Our past decade has featured an intensification of conflicts surrounding identity, belonging, and difference. As such, how we and others forge our identities in line with who and what we belong to has reasserted itself as a central question of our current socio-political situation. Crises of global proportions – climate change, mass migration, economic collapse – have been met with either calls for inclusive international collaboration, or exclusive national interest and security. At the same time, multiculturalism and internationalism have come into conflict with the re-emergence and normalisation of nationalist, protectionist and xenophobic social movements. In the “Western” world in particular, what has been described as “identity politics” has become the central concern of socio-political activism across the political spectrum. The scrutiny and contest of representations of identities of gender, race and sexuality in the media have consequently become a predominant focus of both progressive and conservative voices alike.

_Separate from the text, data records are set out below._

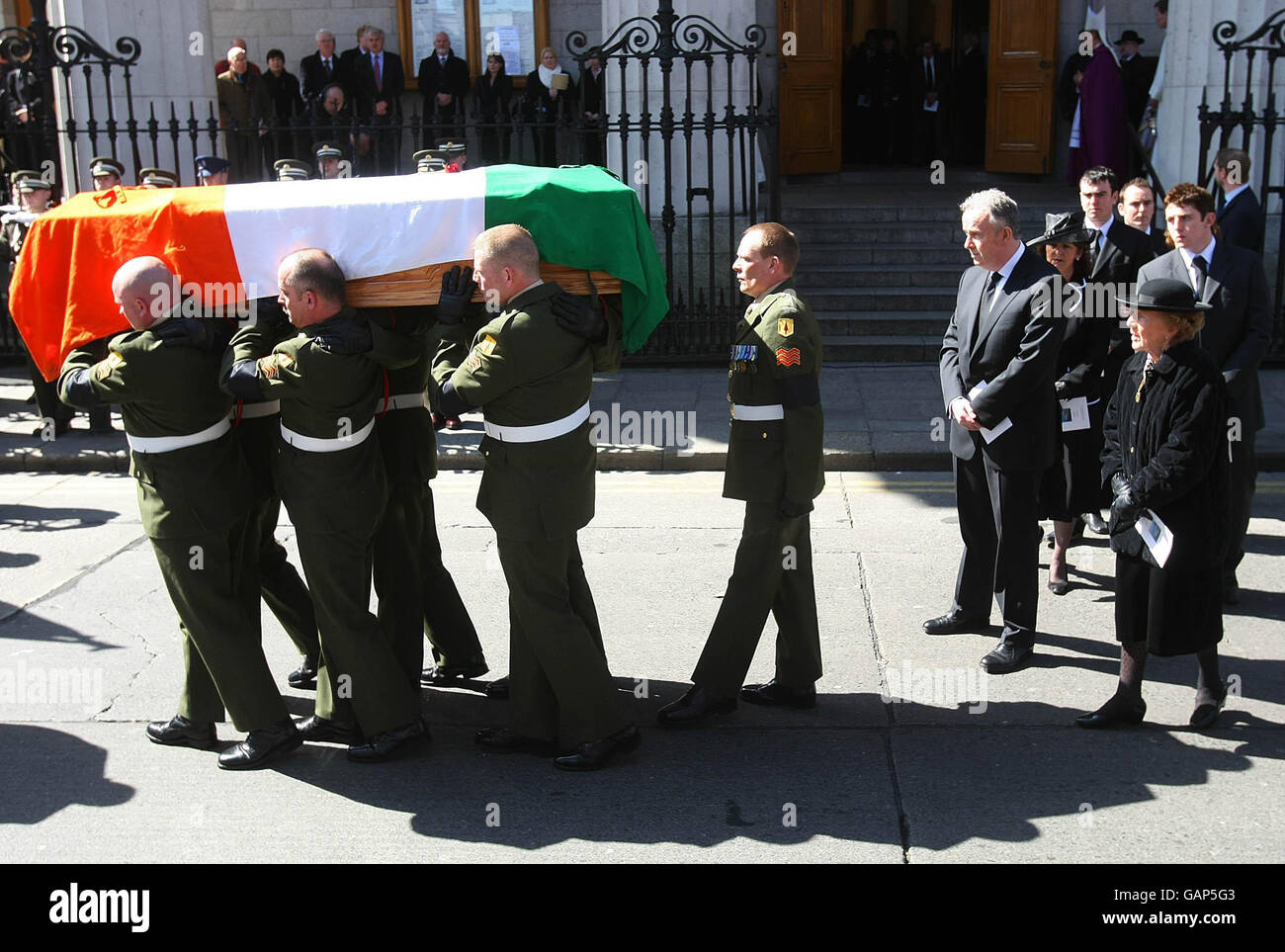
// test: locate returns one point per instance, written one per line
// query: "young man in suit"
(444, 81)
(321, 68)
(1241, 216)
(997, 368)
(381, 82)
(1138, 210)
(1237, 334)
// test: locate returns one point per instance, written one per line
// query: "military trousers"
(281, 586)
(360, 677)
(213, 582)
(559, 685)
(772, 574)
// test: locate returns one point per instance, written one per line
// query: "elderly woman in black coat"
(1165, 459)
(1071, 484)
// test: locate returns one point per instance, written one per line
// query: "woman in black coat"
(1071, 484)
(545, 103)
(492, 91)
(1165, 454)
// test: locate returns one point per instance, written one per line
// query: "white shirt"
(1101, 232)
(1187, 256)
(1229, 196)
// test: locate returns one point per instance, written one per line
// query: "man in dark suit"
(444, 81)
(1116, 254)
(381, 82)
(1138, 72)
(1237, 333)
(321, 68)
(1241, 216)
(1138, 210)
(928, 76)
(997, 367)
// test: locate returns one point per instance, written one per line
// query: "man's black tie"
(1203, 267)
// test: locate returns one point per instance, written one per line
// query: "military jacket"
(324, 395)
(167, 392)
(776, 360)
(522, 369)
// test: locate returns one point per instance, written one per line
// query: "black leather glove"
(789, 509)
(579, 317)
(455, 301)
(202, 333)
(1126, 507)
(345, 337)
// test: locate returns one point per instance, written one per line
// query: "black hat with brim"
(1165, 295)
(1066, 227)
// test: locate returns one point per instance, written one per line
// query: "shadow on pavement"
(46, 770)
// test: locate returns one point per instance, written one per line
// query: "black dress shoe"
(448, 674)
(1114, 713)
(179, 732)
(262, 746)
(694, 707)
(388, 745)
(596, 754)
(303, 676)
(320, 730)
(1005, 659)
(1096, 523)
(954, 623)
(779, 695)
(1206, 715)
(508, 741)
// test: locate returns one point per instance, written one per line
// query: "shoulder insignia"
(106, 367)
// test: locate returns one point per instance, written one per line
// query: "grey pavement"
(879, 416)
(956, 768)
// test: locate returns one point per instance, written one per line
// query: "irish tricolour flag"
(60, 296)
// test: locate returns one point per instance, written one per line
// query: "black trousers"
(1000, 526)
(1242, 480)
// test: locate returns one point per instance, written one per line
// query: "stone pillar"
(176, 67)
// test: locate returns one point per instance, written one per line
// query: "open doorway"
(915, 81)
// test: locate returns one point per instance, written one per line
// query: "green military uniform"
(525, 372)
(257, 424)
(774, 454)
(332, 479)
(416, 594)
(194, 501)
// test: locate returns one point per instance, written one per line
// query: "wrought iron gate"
(1267, 40)
(685, 131)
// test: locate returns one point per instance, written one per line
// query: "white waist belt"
(772, 411)
(252, 411)
(170, 444)
(401, 401)
(541, 431)
(317, 445)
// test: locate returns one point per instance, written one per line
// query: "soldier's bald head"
(509, 245)
(137, 284)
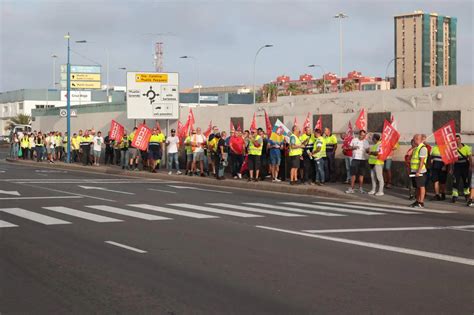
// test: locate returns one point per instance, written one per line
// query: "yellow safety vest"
(415, 159)
(253, 150)
(321, 153)
(295, 152)
(373, 160)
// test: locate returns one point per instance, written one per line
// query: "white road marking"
(200, 189)
(252, 209)
(10, 192)
(43, 197)
(126, 247)
(344, 210)
(166, 191)
(82, 214)
(105, 189)
(33, 216)
(140, 215)
(373, 207)
(173, 211)
(213, 210)
(327, 214)
(401, 207)
(414, 228)
(6, 224)
(401, 250)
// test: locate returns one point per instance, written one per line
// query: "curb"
(259, 186)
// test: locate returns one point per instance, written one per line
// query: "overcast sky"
(222, 35)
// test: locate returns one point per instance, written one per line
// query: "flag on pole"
(116, 131)
(306, 123)
(253, 125)
(361, 121)
(268, 124)
(446, 140)
(142, 137)
(208, 130)
(319, 123)
(390, 137)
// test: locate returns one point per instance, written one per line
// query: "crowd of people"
(309, 155)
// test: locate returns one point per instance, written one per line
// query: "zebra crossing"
(171, 211)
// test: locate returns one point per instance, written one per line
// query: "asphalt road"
(78, 242)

These conflicts raise questions both new and old: with our increasingly atomised and fractured communities, to what or who do we belong, if anything? In what ways do notions such as culture, race, gender and sexuality enable and constrain practices of amelioration and emancipation? How do all of us understand, belong to and participate in a history that precedes us, and an uncertain future that lays before us?

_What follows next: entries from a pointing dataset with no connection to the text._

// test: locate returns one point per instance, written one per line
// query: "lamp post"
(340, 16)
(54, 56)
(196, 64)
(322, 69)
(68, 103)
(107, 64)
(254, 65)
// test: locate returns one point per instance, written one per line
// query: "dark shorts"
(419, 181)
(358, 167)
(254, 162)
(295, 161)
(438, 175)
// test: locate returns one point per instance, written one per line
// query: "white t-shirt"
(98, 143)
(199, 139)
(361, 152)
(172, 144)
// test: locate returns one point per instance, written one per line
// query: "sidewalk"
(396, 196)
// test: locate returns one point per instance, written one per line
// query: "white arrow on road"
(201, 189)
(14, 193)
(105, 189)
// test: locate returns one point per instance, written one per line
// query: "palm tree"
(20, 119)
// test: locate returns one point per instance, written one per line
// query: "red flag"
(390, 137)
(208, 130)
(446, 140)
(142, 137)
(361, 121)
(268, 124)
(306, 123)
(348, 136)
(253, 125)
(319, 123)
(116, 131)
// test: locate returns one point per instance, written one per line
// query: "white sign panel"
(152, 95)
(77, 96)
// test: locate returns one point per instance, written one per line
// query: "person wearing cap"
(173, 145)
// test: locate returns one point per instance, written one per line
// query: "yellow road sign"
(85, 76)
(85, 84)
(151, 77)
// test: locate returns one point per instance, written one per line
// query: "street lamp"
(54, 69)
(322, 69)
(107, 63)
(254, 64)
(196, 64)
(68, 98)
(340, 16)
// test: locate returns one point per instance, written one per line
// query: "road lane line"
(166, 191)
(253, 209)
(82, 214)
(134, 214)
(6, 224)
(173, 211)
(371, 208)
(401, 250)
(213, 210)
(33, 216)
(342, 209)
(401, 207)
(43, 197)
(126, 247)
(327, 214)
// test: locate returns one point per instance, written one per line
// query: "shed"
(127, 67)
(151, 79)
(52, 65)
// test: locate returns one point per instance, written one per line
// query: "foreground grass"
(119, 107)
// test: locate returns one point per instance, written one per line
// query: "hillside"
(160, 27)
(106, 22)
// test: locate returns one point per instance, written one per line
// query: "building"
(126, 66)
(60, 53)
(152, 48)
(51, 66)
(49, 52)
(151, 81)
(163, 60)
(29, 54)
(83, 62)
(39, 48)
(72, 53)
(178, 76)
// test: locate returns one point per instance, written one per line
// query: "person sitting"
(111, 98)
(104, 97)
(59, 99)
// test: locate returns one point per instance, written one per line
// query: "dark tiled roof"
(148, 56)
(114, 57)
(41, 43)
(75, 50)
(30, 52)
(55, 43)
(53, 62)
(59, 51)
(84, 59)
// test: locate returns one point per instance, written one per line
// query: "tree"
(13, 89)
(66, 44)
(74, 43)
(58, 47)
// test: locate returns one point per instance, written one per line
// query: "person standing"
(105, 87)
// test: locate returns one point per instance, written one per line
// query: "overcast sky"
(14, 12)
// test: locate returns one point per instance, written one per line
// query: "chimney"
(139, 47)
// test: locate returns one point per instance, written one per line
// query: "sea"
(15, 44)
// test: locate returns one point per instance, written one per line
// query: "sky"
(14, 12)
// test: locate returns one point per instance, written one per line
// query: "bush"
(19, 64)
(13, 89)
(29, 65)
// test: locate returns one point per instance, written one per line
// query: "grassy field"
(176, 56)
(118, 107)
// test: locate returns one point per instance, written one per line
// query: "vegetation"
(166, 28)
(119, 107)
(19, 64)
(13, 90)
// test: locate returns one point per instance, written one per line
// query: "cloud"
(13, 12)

In this series of lectures, we hope to open up a space of dialogue in order to engage with ways of thinking about belonging, identity and difference, and throughout we will discuss the possibility of seeing our shared future differently. Each lecture will last roughly 45 minutes to 1 hour and will be followed by questions and conversation.
We invite you to join us for a night of ideas, discussion and drinks as we ask what it means to be human in our contemporary world.

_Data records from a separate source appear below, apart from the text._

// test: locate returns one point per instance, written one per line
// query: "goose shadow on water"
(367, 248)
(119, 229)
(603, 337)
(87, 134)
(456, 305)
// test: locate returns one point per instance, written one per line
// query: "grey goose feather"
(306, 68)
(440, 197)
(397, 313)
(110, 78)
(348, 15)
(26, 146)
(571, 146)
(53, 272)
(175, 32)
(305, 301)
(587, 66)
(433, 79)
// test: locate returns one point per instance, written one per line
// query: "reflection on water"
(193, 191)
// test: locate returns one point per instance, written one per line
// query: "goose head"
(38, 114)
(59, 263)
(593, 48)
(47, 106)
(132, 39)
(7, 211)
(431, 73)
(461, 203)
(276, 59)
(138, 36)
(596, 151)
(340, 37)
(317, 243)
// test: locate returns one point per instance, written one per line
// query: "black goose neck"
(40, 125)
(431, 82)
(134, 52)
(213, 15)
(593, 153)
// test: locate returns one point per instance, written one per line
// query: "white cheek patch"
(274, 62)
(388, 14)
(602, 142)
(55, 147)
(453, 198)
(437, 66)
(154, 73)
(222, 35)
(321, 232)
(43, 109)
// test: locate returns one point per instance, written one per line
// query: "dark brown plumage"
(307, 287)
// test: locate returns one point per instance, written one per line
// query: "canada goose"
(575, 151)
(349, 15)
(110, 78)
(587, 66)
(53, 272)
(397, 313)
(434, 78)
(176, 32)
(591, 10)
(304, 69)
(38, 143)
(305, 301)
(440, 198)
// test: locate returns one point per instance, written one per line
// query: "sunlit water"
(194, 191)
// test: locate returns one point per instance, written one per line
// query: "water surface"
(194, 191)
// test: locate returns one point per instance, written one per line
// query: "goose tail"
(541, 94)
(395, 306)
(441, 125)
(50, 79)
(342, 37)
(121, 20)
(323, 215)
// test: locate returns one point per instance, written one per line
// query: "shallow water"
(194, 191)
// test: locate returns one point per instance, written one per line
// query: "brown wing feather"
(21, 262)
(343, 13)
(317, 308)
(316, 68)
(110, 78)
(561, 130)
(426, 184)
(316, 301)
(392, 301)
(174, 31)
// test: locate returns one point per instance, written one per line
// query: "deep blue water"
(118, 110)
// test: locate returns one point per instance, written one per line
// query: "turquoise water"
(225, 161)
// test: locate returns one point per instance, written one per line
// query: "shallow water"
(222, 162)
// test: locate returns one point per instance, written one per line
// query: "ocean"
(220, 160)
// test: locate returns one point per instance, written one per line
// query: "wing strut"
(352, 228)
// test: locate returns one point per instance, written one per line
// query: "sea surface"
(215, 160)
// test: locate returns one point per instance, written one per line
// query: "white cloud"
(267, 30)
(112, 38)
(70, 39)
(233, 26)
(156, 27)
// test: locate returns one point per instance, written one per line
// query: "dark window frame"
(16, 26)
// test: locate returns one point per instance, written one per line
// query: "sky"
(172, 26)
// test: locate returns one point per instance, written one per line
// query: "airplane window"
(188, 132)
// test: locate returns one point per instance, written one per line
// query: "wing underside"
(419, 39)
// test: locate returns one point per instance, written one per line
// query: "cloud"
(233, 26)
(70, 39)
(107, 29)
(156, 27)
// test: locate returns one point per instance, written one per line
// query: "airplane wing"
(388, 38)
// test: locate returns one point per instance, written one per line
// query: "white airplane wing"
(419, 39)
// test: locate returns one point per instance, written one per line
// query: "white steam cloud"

No knowledge of philosophy is required; everyone is welcome to attend.
Free to attend but tickets required. All refreshments and food are available for purchase from Clancy’s Fish Pub, Fremantle.
When? The date of Part One is to be confirmed. Lectures will generally fall on the third Monday of each month.
Where? Clancy’s Fish Pub, Fremantle: 51 Cantonment St, Fremantle WA 6160.
Part One of Seven
Utopia for One: Futurity and Community in the Age of the Individual
Presented by Heather Bloor, PhD Candidate.
Date to be confirmed
“With this first lecture we’ll be returning to the same issue we closed last year’s series with – the idea of utopia. This will open up our discussion and raise questions regarding our understanding of identity and difference amidst increasingly atomised and fractured communities, and ask to what or who do we belong, if anything?
In 1947, Karl Popper argued that utopianism was nothing more than a “quarrel about ends”, and that “the Utopianist must win over, or else crush, his Utopianist competitors who do not share his own Utopian aims and … as far as possible stamp out all memory of them”. In this lecture I will outline how the term utopia has been adopted in both critical theory and popular usage over the twentieth and twenty-first centuries. Attacks on the idea of utopia such as Popper’s are typical of the shift in the twentieth century from thinking of the utopia as the ideal ‘no-place’ to associating it with a blueprint to which we must mould society. Such attacks tend to only consider utopia as the individual vision competing in, might we say, a ‘marketplace of ideas’, and reduce our social situation to an opposition between liberalism, in which isolated individuals look after their own interests, and totalitarianism, in which isolated individuals are subjected to the interests of one individual or group. But can the idea of utopia challenge this reduction of community to the aggregate of isolated individuals? In this lecture I will argue that by emphasising the elements of futurity and community essential to utopian thinking, we can save utopia from its reduction to a blueprint for society, and recover it as a tool with which to reflect on our world, and imagine a future which is not merely a perpetuation of the present.”